You can do a groupby on axis=1 (using some dummy data I made up):
>>> h = df.iloc[:2].astype(float)
>>> h.groupby(np.arange(len(h.columns))//12, axis=1).mean()
0 1 2 3 4 5 6 7
0 0.609643 0.452047 0.536786 0.377845 0.544321 0.214615 0.541185 0.544462
1 0.382945 0.596034 0.659157 0.437576 0.490161 0.435382 0.476376 0.423039
First we extract the data and force recognition of a float (the presence of the ------ row means that you've probably got an object dtype, which will make the mean unhappy.)
Then we make an array saying what groups we want to put the different columns in:
>>> np.arange(len(df.columns))//12
array([0, 0, 0, 0, 0, 0, 0, 0, 0, 0, 0, 0, 1, 1, 1, 1, 1, 1, 1, 1, 1, 1, 1,
1, 2, 2, 2, 2, 2, 2, 2, 2, 2, 2, 2, 2, 3, 3, 3, 3, 3, 3, 3, 3, 3, 3,
3, 3, 4, 4, 4, 4, 4, 4, 4, 4, 4, 4, 4, 4, 5, 5, 5, 5, 5, 5, 5, 5, 5,
5, 5, 5, 6, 6, 6, 6, 6, 6, 6, 6, 6, 6, 6, 6, 7, 7, 7, 7, 7, 7, 7, 7,
7, 7, 7, 7], dtype=int32)
which we feed as an argument to groupby. .mean() handles the rest.
It's always best to try to use pandas methods when you can, rather than iterating over the rows. The DataFrame's iloc method is useful for extracting any number of rows.
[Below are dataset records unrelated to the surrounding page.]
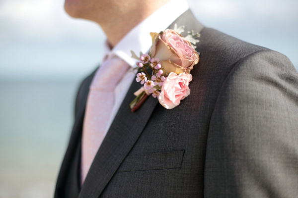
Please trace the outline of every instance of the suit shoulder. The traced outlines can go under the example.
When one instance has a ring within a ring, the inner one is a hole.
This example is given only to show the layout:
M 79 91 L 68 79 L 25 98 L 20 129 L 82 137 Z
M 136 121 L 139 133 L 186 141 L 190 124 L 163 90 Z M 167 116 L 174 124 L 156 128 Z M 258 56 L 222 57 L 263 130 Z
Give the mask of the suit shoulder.
M 268 50 L 267 48 L 246 42 L 212 28 L 205 28 L 201 32 L 200 48 L 209 49 L 209 53 L 236 61 L 250 53 Z

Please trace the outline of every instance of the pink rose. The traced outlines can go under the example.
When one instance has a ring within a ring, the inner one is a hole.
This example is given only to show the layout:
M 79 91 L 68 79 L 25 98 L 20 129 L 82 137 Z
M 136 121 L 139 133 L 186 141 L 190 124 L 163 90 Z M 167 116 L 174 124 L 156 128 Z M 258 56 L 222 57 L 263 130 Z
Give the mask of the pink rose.
M 167 109 L 178 105 L 180 100 L 190 94 L 188 85 L 192 80 L 192 76 L 190 74 L 170 73 L 163 82 L 158 97 L 160 104 Z
M 162 34 L 150 34 L 150 56 L 159 59 L 166 75 L 171 72 L 189 74 L 199 62 L 199 55 L 192 45 L 177 32 L 167 29 Z

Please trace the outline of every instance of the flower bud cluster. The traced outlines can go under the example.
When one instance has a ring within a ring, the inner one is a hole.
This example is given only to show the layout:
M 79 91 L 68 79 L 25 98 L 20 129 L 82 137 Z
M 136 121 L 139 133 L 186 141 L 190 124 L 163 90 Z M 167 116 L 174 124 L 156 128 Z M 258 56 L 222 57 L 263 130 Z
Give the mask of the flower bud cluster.
M 137 82 L 141 82 L 144 85 L 145 88 L 148 90 L 154 98 L 158 97 L 160 94 L 160 89 L 165 78 L 162 76 L 163 73 L 161 63 L 158 58 L 151 58 L 146 53 L 142 55 L 140 61 L 137 63 L 140 67 L 140 73 L 137 74 Z M 148 70 L 152 70 L 152 75 L 149 75 Z

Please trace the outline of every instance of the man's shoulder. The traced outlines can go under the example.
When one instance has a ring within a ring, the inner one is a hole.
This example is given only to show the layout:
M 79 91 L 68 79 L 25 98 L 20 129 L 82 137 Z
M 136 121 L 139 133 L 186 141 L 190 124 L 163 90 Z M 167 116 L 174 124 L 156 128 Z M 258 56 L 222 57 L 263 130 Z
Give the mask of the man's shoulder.
M 227 75 L 236 68 L 247 68 L 247 72 L 251 73 L 260 70 L 297 73 L 285 55 L 213 29 L 205 28 L 202 31 L 200 43 L 197 49 L 204 66 L 212 67 L 218 72 L 224 71 Z

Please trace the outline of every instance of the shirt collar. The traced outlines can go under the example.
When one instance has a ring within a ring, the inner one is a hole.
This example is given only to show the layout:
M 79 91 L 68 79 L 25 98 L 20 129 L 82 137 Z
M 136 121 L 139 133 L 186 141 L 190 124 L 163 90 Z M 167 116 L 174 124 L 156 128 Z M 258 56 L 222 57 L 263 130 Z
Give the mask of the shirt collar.
M 138 60 L 131 57 L 131 50 L 137 54 L 140 51 L 144 53 L 148 52 L 152 45 L 150 32 L 159 32 L 165 30 L 188 8 L 186 0 L 170 1 L 133 28 L 111 50 L 106 41 L 104 46 L 106 54 L 115 54 L 131 67 L 135 67 Z

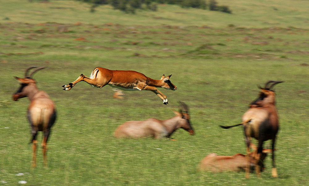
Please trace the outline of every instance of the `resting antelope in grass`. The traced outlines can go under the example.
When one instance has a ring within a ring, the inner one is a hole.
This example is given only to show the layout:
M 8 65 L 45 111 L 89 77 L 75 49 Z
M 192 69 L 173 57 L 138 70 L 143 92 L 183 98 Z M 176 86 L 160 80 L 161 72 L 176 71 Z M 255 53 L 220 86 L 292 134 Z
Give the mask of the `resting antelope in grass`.
M 115 130 L 117 138 L 139 138 L 153 136 L 156 139 L 163 137 L 170 138 L 172 134 L 179 128 L 194 134 L 194 130 L 190 123 L 187 105 L 180 102 L 184 111 L 174 112 L 176 116 L 166 120 L 150 118 L 145 121 L 130 121 L 120 125 Z
M 251 145 L 254 146 L 252 144 Z M 255 165 L 255 156 L 257 148 L 253 148 L 254 151 L 249 154 L 250 170 L 254 169 Z M 260 170 L 263 171 L 264 168 L 264 160 L 267 156 L 266 153 L 271 152 L 271 149 L 263 149 L 259 162 Z M 214 153 L 211 153 L 205 156 L 201 162 L 199 170 L 201 171 L 211 172 L 221 172 L 223 171 L 239 171 L 245 169 L 248 162 L 247 156 L 241 154 L 237 154 L 232 156 L 218 156 Z
M 275 92 L 271 90 L 271 88 L 275 85 L 283 82 L 270 80 L 265 84 L 265 88 L 259 87 L 260 92 L 259 97 L 251 103 L 250 108 L 243 116 L 243 122 L 241 123 L 232 126 L 221 126 L 224 129 L 228 129 L 243 125 L 247 144 L 247 154 L 250 153 L 249 146 L 251 138 L 254 137 L 258 140 L 257 152 L 255 157 L 256 170 L 258 176 L 260 176 L 258 163 L 262 152 L 263 143 L 269 139 L 272 140 L 272 175 L 273 177 L 277 176 L 277 169 L 275 164 L 274 148 L 276 135 L 279 129 L 279 122 L 275 105 Z M 268 85 L 271 83 L 273 84 L 268 87 Z M 250 161 L 248 158 L 246 169 L 246 177 L 247 178 L 249 177 L 249 165 Z
M 170 81 L 171 75 L 166 77 L 163 74 L 160 80 L 156 80 L 135 71 L 112 70 L 97 67 L 92 71 L 90 78 L 82 74 L 75 81 L 62 87 L 64 87 L 63 90 L 69 91 L 78 82 L 84 81 L 93 87 L 102 88 L 108 85 L 124 91 L 150 91 L 158 95 L 163 101 L 163 103 L 166 104 L 168 103 L 166 96 L 156 87 L 173 91 L 177 90 L 177 87 Z
M 46 153 L 47 143 L 50 134 L 50 128 L 55 122 L 56 118 L 56 112 L 55 104 L 49 99 L 48 95 L 45 92 L 40 91 L 36 87 L 36 82 L 31 78 L 36 72 L 46 67 L 41 67 L 37 69 L 28 75 L 29 70 L 36 68 L 32 66 L 28 68 L 26 70 L 25 77 L 15 78 L 20 83 L 20 87 L 13 96 L 13 99 L 17 101 L 18 99 L 28 97 L 30 100 L 30 105 L 28 108 L 27 115 L 28 119 L 31 127 L 32 138 L 30 143 L 33 143 L 32 166 L 36 166 L 36 135 L 38 131 L 44 132 L 44 137 L 42 141 L 43 149 L 43 157 L 44 165 L 47 166 Z

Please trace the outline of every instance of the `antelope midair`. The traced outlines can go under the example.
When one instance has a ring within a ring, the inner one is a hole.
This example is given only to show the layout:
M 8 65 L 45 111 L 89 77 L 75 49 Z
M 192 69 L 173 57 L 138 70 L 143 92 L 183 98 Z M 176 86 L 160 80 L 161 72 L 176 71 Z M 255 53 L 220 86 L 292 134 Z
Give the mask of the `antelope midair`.
M 248 156 L 250 159 L 250 170 L 254 170 L 255 166 L 255 156 L 257 148 L 252 143 L 250 145 L 250 147 L 253 149 L 254 151 L 249 155 L 237 154 L 232 156 L 222 156 L 217 155 L 215 153 L 210 154 L 201 161 L 199 166 L 199 170 L 218 172 L 244 170 L 247 165 Z M 271 151 L 271 149 L 263 149 L 260 161 L 259 162 L 261 171 L 262 171 L 264 168 L 264 162 L 267 156 L 267 153 Z
M 190 122 L 188 107 L 180 102 L 184 111 L 179 112 L 174 111 L 176 116 L 166 120 L 150 118 L 145 121 L 130 121 L 119 126 L 115 130 L 115 136 L 117 138 L 139 138 L 153 137 L 158 139 L 166 137 L 169 138 L 176 130 L 182 128 L 191 135 L 194 132 Z
M 277 177 L 277 169 L 275 164 L 275 143 L 276 136 L 279 129 L 279 122 L 277 111 L 275 105 L 275 92 L 272 88 L 277 83 L 283 82 L 278 81 L 269 80 L 265 84 L 265 88 L 259 87 L 260 92 L 259 97 L 250 105 L 250 108 L 243 116 L 242 122 L 232 126 L 221 126 L 224 129 L 228 129 L 237 126 L 243 126 L 247 145 L 247 153 L 250 153 L 249 147 L 252 137 L 258 141 L 257 152 L 256 156 L 256 170 L 258 176 L 260 176 L 258 163 L 262 153 L 263 143 L 269 139 L 272 140 L 272 159 L 273 168 L 272 175 Z M 269 86 L 269 84 L 270 84 Z M 246 177 L 249 177 L 250 161 L 248 159 L 246 168 Z
M 15 77 L 21 83 L 20 87 L 13 95 L 13 99 L 17 101 L 18 99 L 28 97 L 30 100 L 30 105 L 28 108 L 27 116 L 31 127 L 32 138 L 31 143 L 32 143 L 32 167 L 36 166 L 36 146 L 37 141 L 36 135 L 38 131 L 44 133 L 44 137 L 42 141 L 43 157 L 44 165 L 47 166 L 47 142 L 50 133 L 50 129 L 56 118 L 56 112 L 55 104 L 49 99 L 47 93 L 43 91 L 39 91 L 36 87 L 35 80 L 31 78 L 33 74 L 38 70 L 46 67 L 38 68 L 33 71 L 29 75 L 28 72 L 32 69 L 37 68 L 32 66 L 28 68 L 26 70 L 25 77 L 19 78 Z
M 113 70 L 97 67 L 92 71 L 90 78 L 82 74 L 74 81 L 62 87 L 64 87 L 63 90 L 69 91 L 78 82 L 84 81 L 93 87 L 102 88 L 108 85 L 124 91 L 150 91 L 163 100 L 163 104 L 166 104 L 168 103 L 166 96 L 156 87 L 173 91 L 177 90 L 177 87 L 170 81 L 171 75 L 166 77 L 163 74 L 160 80 L 157 80 L 135 71 Z

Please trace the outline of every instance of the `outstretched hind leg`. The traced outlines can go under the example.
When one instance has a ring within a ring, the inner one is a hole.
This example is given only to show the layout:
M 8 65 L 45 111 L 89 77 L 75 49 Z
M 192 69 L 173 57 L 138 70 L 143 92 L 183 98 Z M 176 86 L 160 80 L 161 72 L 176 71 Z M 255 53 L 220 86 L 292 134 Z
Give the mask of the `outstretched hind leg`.
M 37 131 L 32 131 L 32 139 L 31 142 L 32 143 L 32 167 L 36 167 L 36 146 L 37 141 L 36 140 Z
M 47 130 L 44 133 L 44 137 L 42 142 L 42 148 L 43 150 L 43 159 L 44 162 L 44 165 L 45 167 L 47 166 L 47 157 L 46 156 L 46 152 L 47 150 L 47 140 L 49 136 L 50 132 L 49 130 Z

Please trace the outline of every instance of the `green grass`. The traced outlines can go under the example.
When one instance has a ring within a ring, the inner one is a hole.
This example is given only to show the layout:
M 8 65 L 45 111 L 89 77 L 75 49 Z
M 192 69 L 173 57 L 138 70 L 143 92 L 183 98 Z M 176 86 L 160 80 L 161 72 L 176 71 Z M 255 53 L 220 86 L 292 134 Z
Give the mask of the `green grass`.
M 33 185 L 309 184 L 309 41 L 307 18 L 302 18 L 307 17 L 307 1 L 268 1 L 278 10 L 271 11 L 257 9 L 263 1 L 218 1 L 230 6 L 231 15 L 173 6 L 135 15 L 102 6 L 91 14 L 79 2 L 50 2 L 6 1 L 1 4 L 7 6 L 0 6 L 0 16 L 10 19 L 0 20 L 0 181 L 7 182 L 0 185 L 21 180 Z M 186 13 L 175 13 L 180 12 Z M 158 16 L 168 19 L 153 18 Z M 81 24 L 74 24 L 78 22 Z M 63 27 L 66 32 L 59 31 Z M 29 101 L 14 102 L 11 96 L 19 87 L 13 76 L 23 77 L 33 66 L 49 68 L 34 77 L 56 103 L 57 118 L 48 143 L 49 167 L 43 167 L 38 148 L 38 167 L 32 169 L 26 117 Z M 119 100 L 109 87 L 94 88 L 82 82 L 62 90 L 97 66 L 136 70 L 155 79 L 172 74 L 178 89 L 160 90 L 167 105 L 146 91 L 125 92 Z M 241 128 L 218 125 L 239 123 L 258 95 L 257 85 L 269 79 L 285 81 L 275 87 L 279 177 L 271 178 L 270 156 L 260 179 L 254 174 L 246 179 L 243 172 L 198 171 L 209 153 L 245 153 Z M 113 137 L 127 121 L 172 117 L 179 101 L 189 106 L 195 135 L 180 129 L 172 136 L 175 141 Z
The following example shows you how to do what you want in a two-column DataFrame. The same technique will work independent of the number of columns:
In [14]: df = pd.DataFrame({"x": [1, 2, "-"], "y": [3, 4, "-"]})
In [15]: df
Out[15]:
x y
0 1 3
1 2 4
2 - -
In [16]: df.iloc[2] = df.iloc[0:2].sum()
In [17]: df
Out[17]:
x y
0 1 3
1 2 4
2 3 7
However, in your case you want to sum each group of eight cells in df.iloc[2]`, so you might be better simply taking the result of the summing expression with the statement
ds = df.iloc[0:2].sum()
which with your data will have the form
col1 0
col2 1
col3 2
col4 3
...
col93 92
col94 93
col95 94
col96 95
(These numbers are representative, you will obviously see your column sums). You can then turn this into a 12x8 matrix with
ds.values.reshape(12, 8)
whose value is
array([[ 0, 1, 2, 3, 4, 5, 6, 7],
[ 8, 9, 10, 11, 12, 13, 14, 15],
[16, 17, 18, 19, 20, 21, 22, 23],
[24, 25, 26, 27, 28, 29, 30, 31],
[32, 33, 34, 35, 36, 37, 38, 39],
[40, 41, 42, 43, 44, 45, 46, 47],
[48, 49, 50, 51, 52, 53, 54, 55],
[56, 57, 58, 59, 60, 61, 62, 63],
[64, 65, 66, 67, 68, 69, 70, 71],
[72, 73, 74, 75, 76, 77, 78, 79],
[80, 81, 82, 83, 84, 85, 86, 87],
[88, 89, 90, 91, 92, 93, 94, 95]])
but summing this array will give you the sum of all elements, so instead create another DataFrame with
rs = pd.DataFrame(ds.values.reshape(12, 8))
and then sum that:
rs.sum()
giving
0 528
1 540
2 552
3 564
4 576
5 588
6 600
7 612
dtype: int64
You may find in practice that it is easier to simply create two 12x8 matrices in the first place, which you can add together before creating a dataframe which you can then sum. Much depends on how you are reading your data.